There is something about Positive Thinking that has bothered me for quite some time. It wasn't until recently that I began to see it as a pervasive urge in our culture that might be a little misplaced. I'd always been skeptical about Positive Thinking. It always felt wrong, like something I couldn't wear. I simply don't roll that way. I'm a little bit rock n' roll. I like to drink beer and curse loudly. I don't really live on an organic unicorn farm, though I do like to play like I do.
I believe strongly in certain things -like being a responsible citizen of the earth and trying to allow my children the room to be who they are - but no matter how hard I try, there's some sort of bitterness I can't shake. What I've read about being a good, holy, gentle parent tells me that this is bad. I've read that the best way to be is giving, loving, joyful. Always. I've read that if I'm not doing that all the time, it's because I'm not trying hard enough to let go of fear, doubt, and anger. I've been told by books and internet personalities that the right thing to do is look at the wonder and awe of the universe and accept and embrace that it is all there for me, and for my children, should I choose to forget fear, forget anger, forget the manipulation and coercion I was inevitably raised with.
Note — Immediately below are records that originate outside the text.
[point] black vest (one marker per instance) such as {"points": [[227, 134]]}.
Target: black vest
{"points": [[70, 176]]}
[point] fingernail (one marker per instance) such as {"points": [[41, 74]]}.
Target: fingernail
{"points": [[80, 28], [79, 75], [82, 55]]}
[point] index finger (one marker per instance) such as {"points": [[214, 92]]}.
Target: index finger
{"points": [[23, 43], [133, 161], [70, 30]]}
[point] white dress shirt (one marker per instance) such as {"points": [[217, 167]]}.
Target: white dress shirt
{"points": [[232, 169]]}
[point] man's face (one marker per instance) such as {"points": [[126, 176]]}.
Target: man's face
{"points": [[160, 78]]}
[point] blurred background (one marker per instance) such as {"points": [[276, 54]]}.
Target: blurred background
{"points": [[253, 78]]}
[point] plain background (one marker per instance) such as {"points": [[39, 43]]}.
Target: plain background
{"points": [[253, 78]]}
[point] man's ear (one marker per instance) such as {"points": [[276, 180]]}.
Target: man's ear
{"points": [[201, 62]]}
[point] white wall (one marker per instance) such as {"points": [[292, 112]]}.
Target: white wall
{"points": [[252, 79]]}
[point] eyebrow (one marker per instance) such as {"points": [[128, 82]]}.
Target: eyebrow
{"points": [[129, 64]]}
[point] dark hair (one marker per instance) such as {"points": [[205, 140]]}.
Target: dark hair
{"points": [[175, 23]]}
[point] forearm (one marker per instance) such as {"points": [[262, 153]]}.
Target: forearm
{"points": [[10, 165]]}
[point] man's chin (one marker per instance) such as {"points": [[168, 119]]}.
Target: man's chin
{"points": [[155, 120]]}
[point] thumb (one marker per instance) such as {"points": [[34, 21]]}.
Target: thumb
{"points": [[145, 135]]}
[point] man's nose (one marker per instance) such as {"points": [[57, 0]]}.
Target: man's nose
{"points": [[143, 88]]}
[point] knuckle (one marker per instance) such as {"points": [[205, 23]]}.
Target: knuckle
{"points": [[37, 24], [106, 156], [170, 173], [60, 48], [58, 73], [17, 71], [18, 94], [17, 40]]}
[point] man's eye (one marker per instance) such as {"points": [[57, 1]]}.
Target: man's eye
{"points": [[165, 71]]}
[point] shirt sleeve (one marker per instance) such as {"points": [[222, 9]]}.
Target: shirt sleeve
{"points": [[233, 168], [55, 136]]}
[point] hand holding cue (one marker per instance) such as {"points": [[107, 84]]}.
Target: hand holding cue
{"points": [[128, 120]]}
But the thing is, I believe in being a responsible citizen of the earth. So, the whole universe being there for us to embrace makes no logical sense to me. I cannot manifest endless material goods simply by faith that the universe will provide. I cannot simply think positively in order to deal with the huge stressors that are part of my daily existence under the endless reign of the PhD. I personally require a lot more than thinking positively. I need to do hard work to figure out what I can do about the circumstances I've got and more than that, figure out what I can do to help those who have less or change the world to make sure there's plenty to go around. These actions require a little bit of worry, frustration, and fear to motivate.
I also worry that maybe being positive all the time would not in fact be good for my kids. Aside from the fact that I know it's not a reasonable possibility, my sitting around feeling guilty about failing at constant optimism expressed in a thousand tiny interactions with my children certainly would only increase negative emotions, thereby creating a vicious cycle in which my negativity feeds on my negativity, or so goes the story about the tireless act of keeping positive. I'd be no better off then.
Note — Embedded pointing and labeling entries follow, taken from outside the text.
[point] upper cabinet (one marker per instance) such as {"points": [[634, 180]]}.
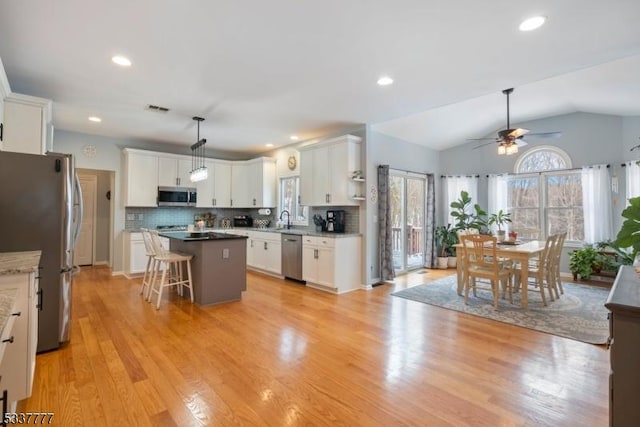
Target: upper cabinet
{"points": [[140, 171], [253, 183], [174, 171], [215, 191], [326, 169], [26, 126]]}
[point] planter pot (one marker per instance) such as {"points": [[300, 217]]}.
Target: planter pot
{"points": [[443, 262]]}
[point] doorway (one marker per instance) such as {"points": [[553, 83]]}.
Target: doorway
{"points": [[84, 251], [407, 193]]}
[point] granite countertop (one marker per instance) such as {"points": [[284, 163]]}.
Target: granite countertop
{"points": [[302, 232], [7, 301], [19, 262], [188, 236]]}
What I really need is not a constant thrashing about trying endlessly to be perfect, whether self-delivered or swallowed up in a church or conference setting. Rather, I require tools for working. I require conversations that do not emphasize the magic of life, but examine how to deal with all the bad shit in it. In fact, it would seem to me that the absolute truest test of authentic parenting is not how you phrase joy and butterflies-out-the-butt at children who are screaming and whining about some THING they wanted that went wrong, but rather how you make use of both their intense emotions and your own.
Sometimes it's important that I freak out too. Sometimes I need to throw a tantrum. No amount of good-jobing myself is going to fix that any more than it would fix my child. Sometimes, shit is shit and should be recognized and appreciated as such.
Ultimately, I think it's better that I get to be who I am. I can actively work to be a better, more caring, compassionate, hard-working, intelligent, thoughtful, pragmatic, dedicated, fun, loyal person, but "positive" doesn't really crack the top ten adjectives that describe, to me, a virtue. Positivity, as an objective trait, feels naive to me. I am wary of it. I'd rather be smart than optimistic, any day of the week. Plus, watching me grapple with remorse over and learn to deal with all the crummy crap that I do is good modeling for my children in other virtues: forgiveness, acceptance, grace, love.
I remain dreadfully imperfect, but it's my messiest attributes that are the cross-weaves of my greatest strengths.